In 1987, Dr. Landrigan was elected as a member of the Institute of Medicine of the National Academy of Sciences. He served as Editor-in-Chief of the American Journal of Industrial Medicine and Editor of
Environmental Research. He has published more than 500 scientific papers and five books. He has chaired committees at the National Academy of Sciences on Environmental Neurotoxicology and on
Pesticides in the Diets of Infants and Children. The NAS report that he directed on pesticides and children's health was instrumental in securing passage of the Food Quality Protection Act, the only environmental law in the United States that contains explicit provisions for the protection of children.
From 1995 to 1997, Dr.

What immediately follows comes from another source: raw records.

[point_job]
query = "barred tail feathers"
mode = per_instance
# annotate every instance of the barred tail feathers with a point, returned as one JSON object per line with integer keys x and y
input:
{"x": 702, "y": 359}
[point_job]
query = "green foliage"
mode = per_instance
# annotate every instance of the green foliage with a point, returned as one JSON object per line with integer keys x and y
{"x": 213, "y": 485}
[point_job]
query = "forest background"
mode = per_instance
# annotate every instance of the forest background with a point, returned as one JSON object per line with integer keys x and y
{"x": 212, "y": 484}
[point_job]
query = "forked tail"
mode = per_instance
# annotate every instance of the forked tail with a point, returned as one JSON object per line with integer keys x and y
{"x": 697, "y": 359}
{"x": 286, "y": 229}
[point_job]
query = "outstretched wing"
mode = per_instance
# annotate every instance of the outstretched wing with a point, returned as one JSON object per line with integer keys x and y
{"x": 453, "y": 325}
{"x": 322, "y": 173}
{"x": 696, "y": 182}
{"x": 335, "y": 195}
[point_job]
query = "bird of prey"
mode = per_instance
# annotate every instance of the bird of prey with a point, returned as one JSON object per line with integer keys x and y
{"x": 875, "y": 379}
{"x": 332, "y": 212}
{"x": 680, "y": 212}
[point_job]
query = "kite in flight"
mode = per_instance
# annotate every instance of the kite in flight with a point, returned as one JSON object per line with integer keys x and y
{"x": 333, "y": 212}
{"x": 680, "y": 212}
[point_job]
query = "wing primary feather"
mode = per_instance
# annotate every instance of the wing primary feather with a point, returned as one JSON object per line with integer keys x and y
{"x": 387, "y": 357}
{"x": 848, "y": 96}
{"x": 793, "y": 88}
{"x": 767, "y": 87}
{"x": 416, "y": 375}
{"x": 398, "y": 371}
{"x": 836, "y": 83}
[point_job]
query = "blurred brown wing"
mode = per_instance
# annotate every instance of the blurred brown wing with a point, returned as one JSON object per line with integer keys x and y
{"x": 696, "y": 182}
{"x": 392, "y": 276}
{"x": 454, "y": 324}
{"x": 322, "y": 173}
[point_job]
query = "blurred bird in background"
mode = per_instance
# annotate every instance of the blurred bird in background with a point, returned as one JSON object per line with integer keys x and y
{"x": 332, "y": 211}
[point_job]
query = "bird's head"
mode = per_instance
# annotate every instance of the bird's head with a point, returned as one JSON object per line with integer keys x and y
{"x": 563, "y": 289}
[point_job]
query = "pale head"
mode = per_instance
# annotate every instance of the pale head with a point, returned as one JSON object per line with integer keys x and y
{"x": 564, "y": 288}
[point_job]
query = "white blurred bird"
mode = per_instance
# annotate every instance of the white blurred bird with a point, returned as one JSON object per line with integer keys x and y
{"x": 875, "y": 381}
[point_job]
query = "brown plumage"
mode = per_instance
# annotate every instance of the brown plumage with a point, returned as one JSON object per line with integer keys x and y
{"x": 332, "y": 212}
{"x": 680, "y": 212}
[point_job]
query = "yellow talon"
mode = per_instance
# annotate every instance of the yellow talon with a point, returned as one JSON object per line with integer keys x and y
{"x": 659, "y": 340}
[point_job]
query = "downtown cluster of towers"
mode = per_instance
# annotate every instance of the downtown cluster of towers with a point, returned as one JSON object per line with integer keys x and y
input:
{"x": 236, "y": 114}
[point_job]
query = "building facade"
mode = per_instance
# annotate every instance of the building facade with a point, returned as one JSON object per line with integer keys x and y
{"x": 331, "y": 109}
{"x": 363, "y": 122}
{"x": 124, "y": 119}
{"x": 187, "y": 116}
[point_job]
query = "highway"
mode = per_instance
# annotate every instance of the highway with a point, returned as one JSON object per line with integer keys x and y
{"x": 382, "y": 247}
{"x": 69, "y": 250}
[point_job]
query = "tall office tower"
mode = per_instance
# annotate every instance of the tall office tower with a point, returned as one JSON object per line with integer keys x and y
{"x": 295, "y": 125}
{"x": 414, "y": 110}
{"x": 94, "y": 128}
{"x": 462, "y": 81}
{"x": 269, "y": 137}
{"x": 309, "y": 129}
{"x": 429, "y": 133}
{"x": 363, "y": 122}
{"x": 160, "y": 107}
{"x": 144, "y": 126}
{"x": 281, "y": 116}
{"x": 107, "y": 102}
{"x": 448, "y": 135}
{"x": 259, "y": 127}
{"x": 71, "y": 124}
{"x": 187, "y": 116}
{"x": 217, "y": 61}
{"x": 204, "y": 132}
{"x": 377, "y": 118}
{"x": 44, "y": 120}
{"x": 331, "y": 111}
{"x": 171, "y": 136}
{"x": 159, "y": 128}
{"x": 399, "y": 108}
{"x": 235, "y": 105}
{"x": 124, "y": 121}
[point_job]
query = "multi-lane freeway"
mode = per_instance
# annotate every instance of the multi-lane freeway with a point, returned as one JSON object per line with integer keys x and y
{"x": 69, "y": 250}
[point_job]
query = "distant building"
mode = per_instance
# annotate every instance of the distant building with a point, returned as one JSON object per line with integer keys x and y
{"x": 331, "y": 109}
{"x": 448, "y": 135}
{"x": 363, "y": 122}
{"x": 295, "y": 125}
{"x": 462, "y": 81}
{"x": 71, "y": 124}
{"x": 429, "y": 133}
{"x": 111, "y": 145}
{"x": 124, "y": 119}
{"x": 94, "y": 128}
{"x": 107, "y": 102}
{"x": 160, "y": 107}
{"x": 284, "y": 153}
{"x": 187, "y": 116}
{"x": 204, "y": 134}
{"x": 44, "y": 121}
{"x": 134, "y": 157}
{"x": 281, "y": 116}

Landrigan served on the Presidential Advisory Committee on Gulf War Veteran's Illnesses. In 1997-1998, he served as Senior Advisor on Children's Health to the Administrator of the U.S. Environmental Protection Agency and was instrumental in helping to establish a new Office of Children's Health Protection at EPA.
Dr. Landrigan served from 1996 to 2005 in the Medical Corps of the United States Naval Reserve. He retired in 2005 at the rank of Captain. He served in Korea and Ghana and was Officer-in-Charge of the
West Africa Training Cruise, a medical humanitarian mission to Senegal in July, 2004 that saw over 11,000 patients. He was awarded the Navy Commendation Medal (3 awards), the National Defense
Service Medal, and the Secretary of Defense Medal for Outstanding Public Service for his work on the Armed Forces Epidemiological Board. He continues to serve as Surgeon General of the New York
Naval Militia, New York's Naval National Guard.
Dr. Landrigan is known for his many decades of work in protecting children against environmental threats to health, most notably lead and pesticides. His pioneering research on lead toxicity at low levels persuaded the US government to mandate removal of lead from gasoline and paint, actions that have produced a 90% decline in incidence of childhood lead poisoning over the past 25 years. Dr.
Landrigan has been a leader in developing the National Children's Study, the largest study of children's health and the environment ever launched in the United States. He has been centrally involved in the
medical and epidemiologic studies that followed the destruction of the World Trade Center on September 11, 2001. He has consulted extensively to the World Health Organization.